In de eerste plaats omdat een aantal van de hoofdrolspelers zich daarover expliciet uitliet – Sigrid Kaag van D66 en Wopke Hoekstra van het CDA. Kaag was er het duidelijkst over. Haar ambitie, zei ze, is dat er nog vóór de zomer een nieuw kabinet is geformeerd. Wat haar betreft zal dat „een stabiel en zo progressief mogelijk kabinet” zijn. Kaag: „Dan denk ik aan D66, GroenLinks, PvdA, VVD en CDA.”
CDA-leider Wopke Hoekstra heeft tot nog toe na de verloren Kamerverkiezingen steeds geweigerd te zeggen of zijn partij nog eens in een kabinet-Rutte wil zitten. Hij zei steeds dat het initiatief voor de formatie niet bij hem lag. En dat hij geen zin had om aan te schuiven bij het „liberale motorblok” van de twee winnaars VVD en D66.
Dinsdag was die toon duidelijk veranderd. Nu zei Hoekstra dat hij zich ook „zeer wel kan voorstellen dat wij deelnemen in een volgend kabinet.” En hoewel hij nog niet meteen mee wilde „gaan pimpampetten” noemde hij wel degelijk een aantal mogelijke gesprekspartners voor de volgende fase. Hij is bereid te gaan praten met GroenLinks en de PvdA, en evenzeer met JA21, de ChristenUnie en zelfs de SP. Voor dat laatste aanbod toonde Lilian Marijnissen zich later op de dag best ontvankelijk. Al sluit haar partij nog altijd de VVD van Mark Rutte uit.
Over die kwestie vanuit het CDA-perspectief – de ‘factor-Omtzigt’ – liet Hoekstra zich dinsdag niet uit. Daarmee blijft de prangende vraag onbeantwoord in hoeverre het populaire maar tijdelijk uitgeschakelde Kamerlid een blokkade is voor een eventueel nieuw, vierde kabinet-Rutte. De twee hebben nog altijd niet met elkaar gesproken, zei Rutte dinsdag.
De partijleiders die van D66-leider Kaag zo’n uitdrukkelijke uitnodiging kregen om mee te doen, hapten dinsdag niet meteen toe.
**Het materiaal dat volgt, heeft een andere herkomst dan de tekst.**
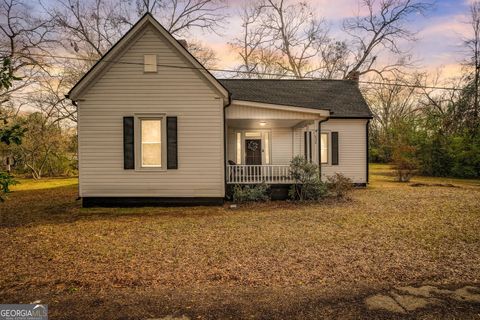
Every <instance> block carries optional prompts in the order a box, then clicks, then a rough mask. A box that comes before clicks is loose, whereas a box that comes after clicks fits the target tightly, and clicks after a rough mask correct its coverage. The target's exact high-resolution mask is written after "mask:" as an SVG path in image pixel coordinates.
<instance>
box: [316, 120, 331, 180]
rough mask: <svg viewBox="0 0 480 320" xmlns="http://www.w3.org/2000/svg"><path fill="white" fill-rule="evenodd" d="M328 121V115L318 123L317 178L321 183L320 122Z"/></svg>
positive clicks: (321, 166) (320, 141) (321, 132)
mask: <svg viewBox="0 0 480 320" xmlns="http://www.w3.org/2000/svg"><path fill="white" fill-rule="evenodd" d="M328 120H330V114H329V115H328V117H326V118H325V119H323V120H320V121H318V177H319V178H320V181H322V122H327V121H328Z"/></svg>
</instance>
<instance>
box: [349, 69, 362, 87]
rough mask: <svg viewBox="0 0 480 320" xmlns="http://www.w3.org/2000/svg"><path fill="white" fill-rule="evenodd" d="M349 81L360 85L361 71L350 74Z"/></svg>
mask: <svg viewBox="0 0 480 320" xmlns="http://www.w3.org/2000/svg"><path fill="white" fill-rule="evenodd" d="M347 80H351V81H355V82H356V83H357V85H358V82H359V81H360V71H352V72H350V73H348V75H347Z"/></svg>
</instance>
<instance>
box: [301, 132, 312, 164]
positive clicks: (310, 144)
mask: <svg viewBox="0 0 480 320" xmlns="http://www.w3.org/2000/svg"><path fill="white" fill-rule="evenodd" d="M303 140H304V145H303V153H304V158H305V160H307V161H308V162H313V147H312V132H311V131H304V132H303Z"/></svg>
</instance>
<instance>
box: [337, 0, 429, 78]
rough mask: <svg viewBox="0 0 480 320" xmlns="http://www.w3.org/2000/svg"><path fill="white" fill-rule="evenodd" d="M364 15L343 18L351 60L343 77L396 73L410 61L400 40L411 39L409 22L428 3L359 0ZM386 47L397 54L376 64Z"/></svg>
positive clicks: (399, 1)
PvdA-leider Lilianne Ploumen zei nog altijd niet overtuigd te zijn door Ruttes vorige week geopperde voorstellen voor een andere politieke bestuurscultuur. Over wat Rutte wél moet doen om haar vertrouwen terug te winnen, wilde Ploumen niets zeggen. „Ik ga zijn huiswerk niet doen.”
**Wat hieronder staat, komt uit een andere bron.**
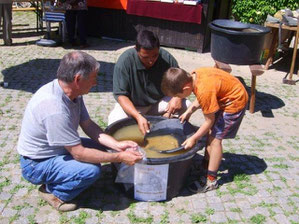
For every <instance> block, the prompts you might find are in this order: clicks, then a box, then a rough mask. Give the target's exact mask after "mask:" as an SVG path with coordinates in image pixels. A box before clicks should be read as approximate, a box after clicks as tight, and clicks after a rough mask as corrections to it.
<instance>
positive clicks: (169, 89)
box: [161, 68, 192, 96]
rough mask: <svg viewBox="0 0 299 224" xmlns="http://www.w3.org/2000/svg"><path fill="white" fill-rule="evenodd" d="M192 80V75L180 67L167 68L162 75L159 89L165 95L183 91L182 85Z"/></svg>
mask: <svg viewBox="0 0 299 224" xmlns="http://www.w3.org/2000/svg"><path fill="white" fill-rule="evenodd" d="M189 82H192V76H191V75H190V74H189V73H188V72H186V71H185V70H184V69H181V68H169V69H168V70H167V71H166V72H165V73H164V75H163V78H162V82H161V90H162V92H163V93H164V94H165V95H166V96H174V95H176V94H178V93H182V92H183V88H184V86H185V85H186V84H187V83H189Z"/></svg>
De kiezer heeft centrumrechts sterker gemaakt, toch komt er een centrumlinks kabinet ~ Geert Wilders PVV-fractievoorzitter
Opmerkelijk was dat sommige partijleiders, die door uitsluiting aan de zijlijn staan – of zelf niet met Rutte willen samenwerken – al wel durfden te voorspellen dat een kabinet van VVD, D66, CDA en PvdA en/of GroenLinks het meest waarschijnlijk is. „De Nederlandse kiezer heeft centrumrechts sterker gemaakt”, zei bijvoorbeeld Geert Wilders (PVV), „en toch gaat er een centrumlinks kabinet komen.”
Los van de vraag wie met wie moet onderhandelen – behalve pimpampetten, was daarvoor ook het schudden van de kaarten of de legpuzzel een veel gebruikte spelletjesmetafoor – gingen de gesprekken met de informateur toch veel „langs de lijnen van de inhoud”, zoals veel fractieleiders hadden gehoopt.
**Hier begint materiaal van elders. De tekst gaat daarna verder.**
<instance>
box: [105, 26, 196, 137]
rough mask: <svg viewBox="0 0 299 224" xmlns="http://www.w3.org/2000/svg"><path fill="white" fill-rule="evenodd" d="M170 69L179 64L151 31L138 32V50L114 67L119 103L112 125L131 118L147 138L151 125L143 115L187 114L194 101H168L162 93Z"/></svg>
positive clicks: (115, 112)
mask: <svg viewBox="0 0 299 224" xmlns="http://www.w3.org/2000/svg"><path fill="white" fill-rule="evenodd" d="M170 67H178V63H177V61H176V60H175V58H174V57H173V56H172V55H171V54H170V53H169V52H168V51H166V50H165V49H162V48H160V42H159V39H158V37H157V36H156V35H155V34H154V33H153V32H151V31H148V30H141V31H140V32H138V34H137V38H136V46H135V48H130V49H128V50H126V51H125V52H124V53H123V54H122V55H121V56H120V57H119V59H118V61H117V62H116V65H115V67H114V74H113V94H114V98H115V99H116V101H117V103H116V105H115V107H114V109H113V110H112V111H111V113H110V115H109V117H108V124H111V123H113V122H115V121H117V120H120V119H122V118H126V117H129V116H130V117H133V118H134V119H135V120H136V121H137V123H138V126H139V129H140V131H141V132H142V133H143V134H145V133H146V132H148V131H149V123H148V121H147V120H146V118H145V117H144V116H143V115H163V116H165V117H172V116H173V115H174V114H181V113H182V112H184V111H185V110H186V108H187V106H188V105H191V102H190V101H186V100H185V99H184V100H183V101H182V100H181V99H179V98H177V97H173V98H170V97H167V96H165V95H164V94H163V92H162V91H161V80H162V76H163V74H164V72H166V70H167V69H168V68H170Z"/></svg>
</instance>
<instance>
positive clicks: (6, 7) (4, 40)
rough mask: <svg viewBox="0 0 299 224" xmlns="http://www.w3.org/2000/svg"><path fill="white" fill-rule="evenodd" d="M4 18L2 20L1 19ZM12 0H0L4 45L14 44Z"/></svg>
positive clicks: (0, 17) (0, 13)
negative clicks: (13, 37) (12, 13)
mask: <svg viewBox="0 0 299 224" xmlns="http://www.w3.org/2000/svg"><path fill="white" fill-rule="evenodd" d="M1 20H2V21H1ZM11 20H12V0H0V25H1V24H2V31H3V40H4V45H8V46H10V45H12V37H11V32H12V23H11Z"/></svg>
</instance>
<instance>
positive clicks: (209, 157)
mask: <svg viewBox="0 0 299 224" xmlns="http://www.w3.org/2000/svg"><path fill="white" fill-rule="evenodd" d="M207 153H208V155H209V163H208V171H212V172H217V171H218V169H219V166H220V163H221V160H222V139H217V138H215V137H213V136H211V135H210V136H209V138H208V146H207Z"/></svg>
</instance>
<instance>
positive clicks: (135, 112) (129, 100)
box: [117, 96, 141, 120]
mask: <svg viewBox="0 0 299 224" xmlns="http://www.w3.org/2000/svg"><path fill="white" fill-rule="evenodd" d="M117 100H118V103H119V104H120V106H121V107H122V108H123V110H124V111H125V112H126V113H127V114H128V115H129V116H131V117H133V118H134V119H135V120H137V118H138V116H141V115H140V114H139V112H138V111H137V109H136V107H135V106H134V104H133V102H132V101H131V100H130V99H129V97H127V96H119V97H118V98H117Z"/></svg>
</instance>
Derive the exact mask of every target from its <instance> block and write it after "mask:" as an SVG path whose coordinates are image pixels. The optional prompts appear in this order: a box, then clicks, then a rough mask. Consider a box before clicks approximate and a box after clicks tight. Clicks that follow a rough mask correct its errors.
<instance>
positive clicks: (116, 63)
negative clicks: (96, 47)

Daarbij spitst de discussie zich nu vooral toe op de timing. Moet er aan de onderhandelingstafel eerst een ‘crisis- en herstelplan’ komen om uit de coronacrisis te komen, en dan pas een regeerakkoord voor de komende jaren? En wat kan en mag het huidige demissionaire kabinet nog doen? De begroting voor 2022 moet immers nu al worden voorbereid en er moet snel een besluit komen over verlenging van de sociaal-economische steunmaatregelen na 1 juli.
ChristenUnie-leider Gert-Jan Segers zei het „onverantwoord” te vinden als het huidige kabinet zich niet al over grote vraagstukken als de woningmarkt en onderwijs buigt, ook voor volgend jaar. Het nieuwe kabinet zal die begroting voor 2022 dan met een amendement kunnen bijsturen.
Maar Jesse Klaver van GroenLinks vindt dat het huidige kabinet zich moet beperken tot het crisisbeleid. Voor de overige grote kwesties komt het aan op „politieke keuze”. Die zijn dus „voor later”.
Uit deze onenigheid moet Mariëtte Hamer een werkbare lijn in zien te trekken. Haar voorgenomen deadline: zondag 6 juni.